Regardless of treatment, patients experienced a decrease in HRQL following a HF hospitalization[1]. The first analysis demonstrated that the decline in HRQL associated with a HF hospitalization among Entresto patients was significantly less compared to that of patients taking enalapril[1].

  • 6,981 patients in PARADIGM-HF completed a Kansas City Cardiomyopathy Questionnaire (KCCQ) to measure HRQL at baseline and at eight months of treatment; during those eight months, 305 patients were hospitalized for HF[1].

  • Among patients who had been hospitalized for HF, those on Entresto experienced lower declines in HRQL (approximately half) compared to those on enalapril (5.11 point decline vs. 10.77 point decline in KCCQ Clinical Summary Score (KCCQ-CSS) for Entresto and enalapril, respectively; p=0.003)[1].

Patients in the PARADIGM-HF study completed a KCCQ at randomization, four months, eight months and annually[1]. KCCQ is a self-administered HRQL measure for HF patients, and the clinical summary score of the KCCQ uses a scale from 0 to 100, with higher scores indicating fewer symptoms and physical limitations associated with HF[4]. In the overall patient population of PARADIGM-HF, at eight months of treatment, HRQL, as measured by the KCCQ clinical summary score, declined less in patients treated with Entresto than those patients treated with enalapril (2.99 point decline vs. 4.63 point decline for Entresto and enalapril, respectively; least squares mean of the between-group difference 1.64; 95% CI 0.63-2.65; p=0.001)[4].

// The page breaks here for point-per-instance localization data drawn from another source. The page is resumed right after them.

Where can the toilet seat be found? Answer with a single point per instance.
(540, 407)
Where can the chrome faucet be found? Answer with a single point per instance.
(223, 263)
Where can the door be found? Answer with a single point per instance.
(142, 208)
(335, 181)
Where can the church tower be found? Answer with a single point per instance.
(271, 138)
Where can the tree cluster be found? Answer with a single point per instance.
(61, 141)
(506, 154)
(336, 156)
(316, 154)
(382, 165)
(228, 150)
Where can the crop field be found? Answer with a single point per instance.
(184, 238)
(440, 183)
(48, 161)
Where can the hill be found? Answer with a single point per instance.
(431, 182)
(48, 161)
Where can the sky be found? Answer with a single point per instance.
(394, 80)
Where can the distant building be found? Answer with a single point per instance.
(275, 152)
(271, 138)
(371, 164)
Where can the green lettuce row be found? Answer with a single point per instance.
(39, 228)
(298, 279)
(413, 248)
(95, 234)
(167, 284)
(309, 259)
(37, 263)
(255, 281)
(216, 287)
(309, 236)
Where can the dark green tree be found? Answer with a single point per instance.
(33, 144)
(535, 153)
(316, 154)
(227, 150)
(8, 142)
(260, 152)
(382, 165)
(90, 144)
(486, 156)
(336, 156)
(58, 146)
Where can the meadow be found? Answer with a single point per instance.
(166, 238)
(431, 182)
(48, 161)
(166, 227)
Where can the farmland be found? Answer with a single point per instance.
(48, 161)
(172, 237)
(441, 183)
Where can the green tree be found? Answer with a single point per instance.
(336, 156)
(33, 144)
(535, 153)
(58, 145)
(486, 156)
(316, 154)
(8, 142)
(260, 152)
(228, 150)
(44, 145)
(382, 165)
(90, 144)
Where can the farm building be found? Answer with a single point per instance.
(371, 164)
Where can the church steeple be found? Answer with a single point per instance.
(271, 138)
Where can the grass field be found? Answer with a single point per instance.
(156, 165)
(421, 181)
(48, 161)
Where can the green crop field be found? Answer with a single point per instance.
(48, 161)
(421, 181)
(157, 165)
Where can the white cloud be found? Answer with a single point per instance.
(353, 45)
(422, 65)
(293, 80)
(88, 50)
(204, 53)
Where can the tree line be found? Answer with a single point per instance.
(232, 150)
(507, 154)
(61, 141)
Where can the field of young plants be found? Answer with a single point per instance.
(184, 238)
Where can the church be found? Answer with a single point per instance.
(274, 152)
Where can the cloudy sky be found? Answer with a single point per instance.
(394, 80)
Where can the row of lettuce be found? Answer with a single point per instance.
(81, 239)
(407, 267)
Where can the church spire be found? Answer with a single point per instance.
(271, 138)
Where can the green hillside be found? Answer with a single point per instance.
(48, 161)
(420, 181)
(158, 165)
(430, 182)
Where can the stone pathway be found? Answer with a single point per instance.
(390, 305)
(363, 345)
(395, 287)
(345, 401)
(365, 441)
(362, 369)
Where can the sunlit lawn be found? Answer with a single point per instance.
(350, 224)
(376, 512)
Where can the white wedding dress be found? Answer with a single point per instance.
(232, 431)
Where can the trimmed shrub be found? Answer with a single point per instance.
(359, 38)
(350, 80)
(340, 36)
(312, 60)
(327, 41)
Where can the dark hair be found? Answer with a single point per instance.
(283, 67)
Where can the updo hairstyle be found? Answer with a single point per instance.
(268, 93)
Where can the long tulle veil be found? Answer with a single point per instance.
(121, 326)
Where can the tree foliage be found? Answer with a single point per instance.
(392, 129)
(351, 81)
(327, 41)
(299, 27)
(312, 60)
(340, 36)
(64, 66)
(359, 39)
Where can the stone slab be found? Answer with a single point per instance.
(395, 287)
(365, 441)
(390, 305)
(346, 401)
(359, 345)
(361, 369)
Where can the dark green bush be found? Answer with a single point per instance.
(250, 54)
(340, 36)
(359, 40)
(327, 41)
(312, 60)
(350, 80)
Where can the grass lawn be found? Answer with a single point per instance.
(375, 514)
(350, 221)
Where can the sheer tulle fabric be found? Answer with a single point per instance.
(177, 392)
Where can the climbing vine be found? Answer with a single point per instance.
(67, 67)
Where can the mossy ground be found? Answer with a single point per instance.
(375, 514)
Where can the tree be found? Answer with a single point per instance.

A second post-hoc analysis examined the association between HRQL and patient outcomes in the overall patient population, and found that clinically meaningful worsening in HRQL scores (defined as a >= 5 point decrease in the KCCQ clinical summary score) after four months of treatment was associated with an increased risk of worse clinical outcomes, including CV death or HF hospitalization[2].

  • 7,155 patients completed a KCCQ at baseline and at four months of treatment[2].

  • Patients with a decline in HRQL, defined by a decrease of at least five points in the KCCQ clinical summary score at four months, were subsequently at a 24% higher risk of CV death (p=0.009) or 28% higher risk of HF hospitalization (p=0.004)[2].

"We have already seen from PARADIGM-HF that Entresto significantly reduces the risk of cardiovascular death and heart failure hospitalization in heart failure patients with reduced ejection fraction." said Vasant Narasimhan, Global Head, Drug Development and Chief Medical Officer, Novartis. "This new analysis of the data demonstrates that Entresto can also help reduce the serious impact on quality of life associated with heart failure, and further reinforces the potential of this medicine to improve the outlook for patients living with this debilitating condition."